NASE News

Americans Cannot Afford To Wait For Health Reform, Study Says

The Robert Wood Johnson Foundation recently released a report that projects a staggering increase in the number of uninsured Americans over the next decade if federal health reforms are not enacted.

The report, compiled by researchers from the Urban Institute, found that inaction on health care reform could lead to the cost of health care for businesses doubling and the number of uninsured Americans rising to 65.7 million by 2019.

The study used a range of three economic scenarios, based on rates of income growth and growth of health insurance costs, to project changes in health care coverage and cost trends. Even with the best-case scenarios, these projections reveal the necessity of a federal overhaul of the health care system.

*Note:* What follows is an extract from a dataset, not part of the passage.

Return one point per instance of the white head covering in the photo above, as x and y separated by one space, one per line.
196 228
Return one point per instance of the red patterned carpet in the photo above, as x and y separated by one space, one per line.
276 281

Individual and family spending on premiums and out-of-pocket costs could increase between 46 and 68 percent by 2019, while employer spending on health insurance premiums could increase 72 percent even in the best-case scenario. These rising costs could leave as few as 49.2 percent of Americans (down from 56.1 percent) covered by employer-sponsored insurance by 2019.

With many families being priced out of private insurance, spending on Medicaid and the Children's Health Insurance Program is projected to increase to $519.7 billion from $251.2 billion over the next 10 years. Additionally, models show that between 53.1 million and 65.7 million Americans could be uninsured by 2019.

According to lead author John Holahan, Ph.D., director of the Health Policy Research Center at the Urban Institute, families with moderate incomes would be the hardest hit. "Increases in premiums cause fewer employers to offer-and fewer employees to accept- health insurance coverage. If federal action is not taken, many Americans would lose their employer-sponsored insurance over the next decade and move to Medicaid and other government programs," said Holahan. "Middle-income families would truly be stuck - too well off to be eligible for public programs, but too poor to afford their own health insurance."